Ohne ein entsprechend stabiles Ego kann es da leicht zu einer Männlichkeitskrise kommen. Das wissen Paartherapeuten ebenso wie die dubiosen Vertreter eines toxischen Männerbildes à la Andrew Tate. Eine Männlichkeitskrise ist auch der Ausgangspunkt von Timon Karl Kaleytas Roman "Heilung".

Als seine Frau zur weltberühmten Künstlerin aufsteigt, hängt Kaleytas Held und Ich-Erzähler, ein Kunstkritiker, seinen Job an den Nagel und arbeitet fortan für seine Frau, halb als Hausmann, halb als ihr Impresario.

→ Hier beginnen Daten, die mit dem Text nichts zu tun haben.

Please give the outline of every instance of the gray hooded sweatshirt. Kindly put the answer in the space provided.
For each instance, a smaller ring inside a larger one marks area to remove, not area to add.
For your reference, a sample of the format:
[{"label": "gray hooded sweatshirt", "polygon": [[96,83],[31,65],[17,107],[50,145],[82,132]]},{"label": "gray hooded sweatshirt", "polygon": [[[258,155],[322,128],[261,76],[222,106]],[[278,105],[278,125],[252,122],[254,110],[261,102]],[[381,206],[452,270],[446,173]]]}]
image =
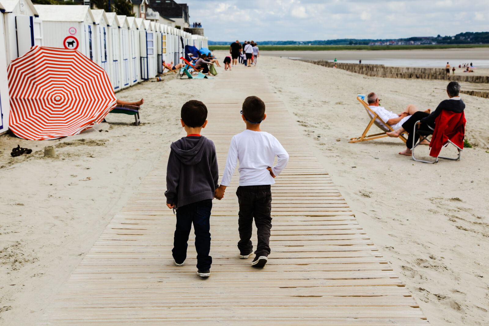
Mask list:
[{"label": "gray hooded sweatshirt", "polygon": [[214,198],[219,186],[216,148],[203,136],[188,136],[172,143],[166,168],[166,203],[178,208]]}]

Jetzt, mit Mitte 40, wundert er sich über seine zunehmende Erschöpfung, Schlaflosigkeit und Potenzprobleme. Einen Zusammenhang mit dem Erfolg seiner Frau will er aber nicht erkennen; er rationalisiert seine Entscheidung lieber mit der Überzeugung, dass die Welt besser daran wäre, wenn jeder wüsste, wo sein Platz ist.

"Ich selbst hatte nie das Gefühl gehabt, zu etwas Großem bestimmt zu sein – ich war mir dessen bewusst und akzeptierte es als mein Schicksal. Ein glückliches und zufriedenes Leben nämlich, daran glaube ich trotz allem, was in der Zwischenzeit passiert ist, immer noch fest, hängt in erster Linie von der Fähigkeit ab, sich und sein Potenzial richtig einschätzen zu können. Das größte Unglück und die elendste Unzufriedenheit im Leben so vieler Menschen rühren daher, dass sie ein falsches Bild von sich haben; dass sie nach Erfolgen streben, die ihnen ihre Fähigkeiten gar nicht gestatten."

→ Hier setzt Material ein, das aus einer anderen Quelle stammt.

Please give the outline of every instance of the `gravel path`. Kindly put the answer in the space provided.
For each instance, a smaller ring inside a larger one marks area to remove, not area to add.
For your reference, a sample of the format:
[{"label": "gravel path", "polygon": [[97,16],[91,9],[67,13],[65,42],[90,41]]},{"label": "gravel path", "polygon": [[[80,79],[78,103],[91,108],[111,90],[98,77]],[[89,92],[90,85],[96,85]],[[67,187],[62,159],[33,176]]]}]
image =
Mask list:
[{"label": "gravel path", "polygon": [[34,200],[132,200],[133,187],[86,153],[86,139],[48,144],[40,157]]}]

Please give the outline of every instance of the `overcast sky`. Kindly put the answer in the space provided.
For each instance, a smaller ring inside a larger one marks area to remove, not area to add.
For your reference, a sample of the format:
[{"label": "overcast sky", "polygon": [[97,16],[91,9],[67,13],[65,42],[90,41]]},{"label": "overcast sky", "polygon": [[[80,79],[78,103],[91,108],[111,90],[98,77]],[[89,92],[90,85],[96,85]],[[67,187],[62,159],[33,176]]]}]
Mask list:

Seine Frau hat unter diesen Umständen keine Verwendung mehr für ihn. Weil seine maskuline Lethargie ihre Kreativität stört, verschickt sie ihn fast schon gegen seinen Willen in ein exquisites Gesundheitsresort in den Dolomiten, dem "San Vita".

Dort muss Kaleytas Held in diesem anspielungsreichen, hochironischen 200-Seiten-Roman zur Wiederbelebung seiner Virilität allerlei über sich ergehen lassen: kafkaeske Gespräche mit einem Sigmund-Freud-ähnlichen Professor, die Verführungsversuche einer angeblichen Mitpatientin beim gemeinsamen Dampfbad, eine peinlich verlaufende Bärenjagd sowie Gesichtsbehandlungen, wie sie sonst wohl eher schönheitsbewusste Frauen erfahren, Botoxspritzen und "Vampire Lifting" inklusive.

Der Ort, wo die Schönen und Reichen ihr diffuses "Unbehagen" an ihrem privilegierten Dasein loswerden wollen, hat aber auch seine unheimlichen Seiten: Warum werden alle Gäste von Kameras überwacht? Und wohin führen die labyrinthartigen Gänge unter dem Resort?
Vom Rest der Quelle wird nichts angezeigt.